Con il tredicesimo motivo, in via meramente gradata, è stata invocata la violazione dell’art. 111 cost., comma 6, e del D.Lgs. n. 546 del 1992, art. 36, comma 4, in relazione all’art. 360 c.p.c., comma 1, n. 4, per omessa motivazione circa l’eccezione di cui al precedente motivo.
L’ultimo motivo, parimenti in via gradata, ha riguardato la violazione del D.L. n. 331 del 1993, art. 62bis e del D.P.R. n. 600 del 1973, art. 39, lett. d), in relazione all’art. 360 c.p.c., comma 1, n. 3, afferente al contraddittorio preventivo alla rettifica effettuata dall’ufficio.
Resiste l’Agenzia delle entrate con controricorso, eccependo l’inammissibilità e l’infondatezza del ricorso.
Il primo motivo va accolto.
I ricorrenti hanno allegato di aver formulato, nel ricorso introduttivo del giudizio, il motivo di nullità dell’avviso d’accertamento afferente alla mancata sottoscrizione da parte del dirigente dell’ufficio; su tale motivo, non si pronunciò la Ctp, nè la Ctr, sebbene i ricorrenti avessero formulato tale motivo anche nell’atto di appello, riprodotto in ricorso.
Ora, secondo la consolidata giurisprudenza della Corte, il vizio d’omessa pronuncia, configurabile allorchè manchi completamente il provvedimento del giudice indispensabile per la soluzione del caso concreto, deve essere escluso, pur in assenza di una specifica argomentazione, solo se la decisione adottata in contrasto con la domanda delle parte ne comporti il rigetto o l’assorbimento in altre statuizioni, con la conseguenza che tale vizio deve essere escluso in relazione ad una questione implicitamente o esplicitamente assorbita in altre statuizioni della sentenza (Cass., n. 1360 del 26.1.2016; n. 452 del 14.1.2015; n. 4079 del 25.2.2005).
Nel caso concreto, la Ctr ha omesso la pronuncia sulla suddetta eccezione sollevata dai contribuenti, nè al riguardo è configurabile una decisione implicita.
Invero, il giudice d’appello ha preliminarmente respinto un’eccezione di nullità della sentenza di primo grado per inammissibilità della tardiva costituzione dell’Agenzia delle entrate e, nel merito, ha confermato la decisione della Ctp circa l’antieconomicità della condotta della società.
Ne consegue che la questione inerente al difetto di valida sottoscrizione dell’avviso impugnato non può dirsi assorbita implicitamente in tali statuizioni, che non presentano con essa alcun nesso logico-argomentativo.
Occorre altresì richiamare l’orientamento consolidato della Corte per cui, in tema d’imposte sui redditi e sul valore aggiunto, l’avviso d’accertamento, a norma del D.P.R. n. 600 del 1973, art. 42 e del D.P.R. n. 633 del 1972, art. 56 è nullo se non reca la sottoscrizione del capo dell’ufficio o di altro impiegato della carriera direttiva da lui delegato e, in caso di contestazione del contribuente, incombe all’Amministrazione finanziaria dimostrare il corretto esercizio del potere (Cass., n. 24492 del 2.12.2015; n. 12781 del 21.6.2016).
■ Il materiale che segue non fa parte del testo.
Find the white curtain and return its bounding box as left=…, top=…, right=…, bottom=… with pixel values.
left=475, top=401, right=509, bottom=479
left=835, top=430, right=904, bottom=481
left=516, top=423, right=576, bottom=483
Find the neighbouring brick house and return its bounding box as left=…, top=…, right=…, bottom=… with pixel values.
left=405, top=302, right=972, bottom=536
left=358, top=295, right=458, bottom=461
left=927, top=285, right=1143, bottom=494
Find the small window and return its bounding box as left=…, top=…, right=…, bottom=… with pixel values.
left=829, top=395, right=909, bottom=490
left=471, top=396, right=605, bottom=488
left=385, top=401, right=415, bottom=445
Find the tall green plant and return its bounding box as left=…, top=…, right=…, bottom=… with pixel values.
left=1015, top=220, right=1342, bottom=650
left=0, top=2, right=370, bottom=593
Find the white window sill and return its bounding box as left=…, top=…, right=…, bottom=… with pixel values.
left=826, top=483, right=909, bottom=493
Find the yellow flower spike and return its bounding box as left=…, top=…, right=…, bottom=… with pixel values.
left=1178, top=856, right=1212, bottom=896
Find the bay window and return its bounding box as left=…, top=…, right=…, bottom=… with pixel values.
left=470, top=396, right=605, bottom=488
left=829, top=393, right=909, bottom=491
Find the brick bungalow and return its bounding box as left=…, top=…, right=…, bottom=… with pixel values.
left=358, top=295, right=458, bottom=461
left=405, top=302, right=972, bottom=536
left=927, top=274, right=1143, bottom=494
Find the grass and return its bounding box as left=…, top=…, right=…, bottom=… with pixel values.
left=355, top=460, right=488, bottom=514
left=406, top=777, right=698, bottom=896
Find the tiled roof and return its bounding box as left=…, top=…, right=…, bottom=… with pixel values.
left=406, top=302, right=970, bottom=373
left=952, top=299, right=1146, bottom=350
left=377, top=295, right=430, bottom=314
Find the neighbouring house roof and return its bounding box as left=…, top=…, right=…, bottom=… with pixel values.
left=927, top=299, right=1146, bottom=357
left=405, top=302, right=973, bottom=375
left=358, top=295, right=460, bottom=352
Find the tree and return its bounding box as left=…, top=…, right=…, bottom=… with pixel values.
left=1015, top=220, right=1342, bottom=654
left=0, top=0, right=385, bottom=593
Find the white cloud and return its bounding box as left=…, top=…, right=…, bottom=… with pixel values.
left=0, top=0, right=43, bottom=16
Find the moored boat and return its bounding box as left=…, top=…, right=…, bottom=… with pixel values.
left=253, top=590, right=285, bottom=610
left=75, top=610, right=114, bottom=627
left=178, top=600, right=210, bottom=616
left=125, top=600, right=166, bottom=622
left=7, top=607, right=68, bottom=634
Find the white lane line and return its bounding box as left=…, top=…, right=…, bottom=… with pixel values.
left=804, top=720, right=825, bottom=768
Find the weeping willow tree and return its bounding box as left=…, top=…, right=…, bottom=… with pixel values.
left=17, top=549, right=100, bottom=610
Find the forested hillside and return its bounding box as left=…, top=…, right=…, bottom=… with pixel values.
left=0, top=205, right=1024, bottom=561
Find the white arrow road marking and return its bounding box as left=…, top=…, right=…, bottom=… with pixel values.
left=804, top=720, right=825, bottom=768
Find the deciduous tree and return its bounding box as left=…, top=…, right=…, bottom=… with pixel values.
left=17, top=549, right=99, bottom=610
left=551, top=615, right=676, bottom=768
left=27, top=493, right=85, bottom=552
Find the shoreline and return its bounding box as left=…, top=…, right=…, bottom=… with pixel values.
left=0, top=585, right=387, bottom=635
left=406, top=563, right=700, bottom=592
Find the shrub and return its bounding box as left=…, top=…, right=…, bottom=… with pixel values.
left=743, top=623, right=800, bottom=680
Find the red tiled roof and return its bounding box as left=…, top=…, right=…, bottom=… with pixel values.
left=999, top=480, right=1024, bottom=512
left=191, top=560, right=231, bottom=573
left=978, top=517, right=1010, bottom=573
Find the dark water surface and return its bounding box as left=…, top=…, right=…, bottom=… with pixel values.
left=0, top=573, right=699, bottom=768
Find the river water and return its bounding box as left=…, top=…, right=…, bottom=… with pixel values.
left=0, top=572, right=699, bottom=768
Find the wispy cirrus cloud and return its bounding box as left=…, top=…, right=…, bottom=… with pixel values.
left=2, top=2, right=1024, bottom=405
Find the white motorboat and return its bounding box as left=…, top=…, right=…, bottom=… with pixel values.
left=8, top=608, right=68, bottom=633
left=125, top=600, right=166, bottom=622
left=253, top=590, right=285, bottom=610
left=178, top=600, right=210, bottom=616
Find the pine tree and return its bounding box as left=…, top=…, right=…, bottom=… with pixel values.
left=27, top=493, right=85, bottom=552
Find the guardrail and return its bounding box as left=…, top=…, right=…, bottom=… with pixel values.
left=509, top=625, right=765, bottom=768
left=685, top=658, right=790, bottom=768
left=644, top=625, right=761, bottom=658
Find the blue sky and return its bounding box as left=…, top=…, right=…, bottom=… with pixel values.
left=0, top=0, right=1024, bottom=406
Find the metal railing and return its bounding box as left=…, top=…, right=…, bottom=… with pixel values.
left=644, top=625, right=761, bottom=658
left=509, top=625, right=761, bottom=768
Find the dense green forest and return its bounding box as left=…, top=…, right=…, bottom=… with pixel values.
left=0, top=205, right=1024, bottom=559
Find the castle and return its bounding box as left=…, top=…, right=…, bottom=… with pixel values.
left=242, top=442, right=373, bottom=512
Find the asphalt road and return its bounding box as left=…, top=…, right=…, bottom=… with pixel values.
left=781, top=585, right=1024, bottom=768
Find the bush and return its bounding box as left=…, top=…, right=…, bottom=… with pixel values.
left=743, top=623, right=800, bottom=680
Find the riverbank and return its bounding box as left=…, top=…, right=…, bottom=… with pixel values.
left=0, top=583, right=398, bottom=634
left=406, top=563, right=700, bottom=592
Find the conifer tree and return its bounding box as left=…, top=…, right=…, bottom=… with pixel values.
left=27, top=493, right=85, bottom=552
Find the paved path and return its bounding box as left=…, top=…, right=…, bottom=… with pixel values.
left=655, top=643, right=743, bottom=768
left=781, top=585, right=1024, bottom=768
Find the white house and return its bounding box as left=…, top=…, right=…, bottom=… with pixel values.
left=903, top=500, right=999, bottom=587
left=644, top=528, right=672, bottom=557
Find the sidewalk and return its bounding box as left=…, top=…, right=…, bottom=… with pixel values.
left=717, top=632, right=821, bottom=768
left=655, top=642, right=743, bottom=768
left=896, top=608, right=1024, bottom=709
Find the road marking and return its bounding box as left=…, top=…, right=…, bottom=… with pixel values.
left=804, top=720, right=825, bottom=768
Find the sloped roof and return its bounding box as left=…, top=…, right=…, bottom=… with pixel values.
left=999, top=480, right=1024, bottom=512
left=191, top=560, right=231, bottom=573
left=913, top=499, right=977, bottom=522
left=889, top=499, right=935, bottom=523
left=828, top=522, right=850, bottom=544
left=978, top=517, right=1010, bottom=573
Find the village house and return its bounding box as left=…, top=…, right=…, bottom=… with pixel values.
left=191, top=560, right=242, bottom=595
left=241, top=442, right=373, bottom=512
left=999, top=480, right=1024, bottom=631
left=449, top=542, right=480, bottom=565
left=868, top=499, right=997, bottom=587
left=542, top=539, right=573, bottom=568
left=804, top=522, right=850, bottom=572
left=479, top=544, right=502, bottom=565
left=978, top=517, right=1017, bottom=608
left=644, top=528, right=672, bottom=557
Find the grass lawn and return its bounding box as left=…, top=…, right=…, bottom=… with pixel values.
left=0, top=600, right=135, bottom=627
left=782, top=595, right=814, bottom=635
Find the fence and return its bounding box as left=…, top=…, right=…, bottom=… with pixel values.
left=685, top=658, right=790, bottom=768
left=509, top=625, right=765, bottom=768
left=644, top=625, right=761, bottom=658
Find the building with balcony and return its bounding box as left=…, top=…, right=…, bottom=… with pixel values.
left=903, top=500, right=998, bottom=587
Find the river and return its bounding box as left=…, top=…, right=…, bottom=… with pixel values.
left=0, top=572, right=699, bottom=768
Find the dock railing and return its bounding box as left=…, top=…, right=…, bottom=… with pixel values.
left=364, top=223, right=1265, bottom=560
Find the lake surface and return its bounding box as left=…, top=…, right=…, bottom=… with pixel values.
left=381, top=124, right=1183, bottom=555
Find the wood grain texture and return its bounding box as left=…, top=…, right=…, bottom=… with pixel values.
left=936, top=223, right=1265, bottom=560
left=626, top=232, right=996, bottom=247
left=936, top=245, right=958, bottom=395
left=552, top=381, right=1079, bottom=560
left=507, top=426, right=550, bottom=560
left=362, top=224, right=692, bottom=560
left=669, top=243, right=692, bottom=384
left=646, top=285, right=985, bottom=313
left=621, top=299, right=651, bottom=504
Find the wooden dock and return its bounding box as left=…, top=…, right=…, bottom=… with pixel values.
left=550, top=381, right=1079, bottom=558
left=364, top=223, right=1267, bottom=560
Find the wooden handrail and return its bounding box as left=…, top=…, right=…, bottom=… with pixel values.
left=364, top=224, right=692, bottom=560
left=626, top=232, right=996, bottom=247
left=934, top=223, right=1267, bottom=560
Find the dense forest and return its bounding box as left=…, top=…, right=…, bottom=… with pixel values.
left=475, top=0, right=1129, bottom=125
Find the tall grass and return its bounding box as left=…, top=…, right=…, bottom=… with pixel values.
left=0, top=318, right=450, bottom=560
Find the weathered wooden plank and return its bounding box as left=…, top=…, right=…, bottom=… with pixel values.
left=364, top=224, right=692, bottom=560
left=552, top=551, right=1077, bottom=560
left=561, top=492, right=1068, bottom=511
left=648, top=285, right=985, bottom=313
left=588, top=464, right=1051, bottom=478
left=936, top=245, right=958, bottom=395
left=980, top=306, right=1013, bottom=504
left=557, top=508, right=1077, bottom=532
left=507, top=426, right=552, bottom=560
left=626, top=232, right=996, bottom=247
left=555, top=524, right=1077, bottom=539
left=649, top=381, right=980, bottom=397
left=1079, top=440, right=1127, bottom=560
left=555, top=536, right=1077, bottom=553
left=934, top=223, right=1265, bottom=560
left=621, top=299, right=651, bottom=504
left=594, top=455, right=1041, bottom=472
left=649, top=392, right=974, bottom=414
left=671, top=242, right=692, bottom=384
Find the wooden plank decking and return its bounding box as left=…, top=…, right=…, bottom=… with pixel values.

L’accoglimento del primo motivo, attenendo ad una questione preliminare di validità formale dell’atto impugnato, comporta l’assorbimento degli altri.
Pertanto, la sentenza impugnata va cassata, con rinvio alla Ctr, anche per le spese.
PQM
La Corte accoglie il primo motivo del ricorso, assorbiti gli altri, e cassa la sentenza impugnata, rinviando alla Ctr della Campania, in diversa composizione, anche per le spese.
Così deciso in Roma, nella camera di consiglio, il 4 aprile 2017.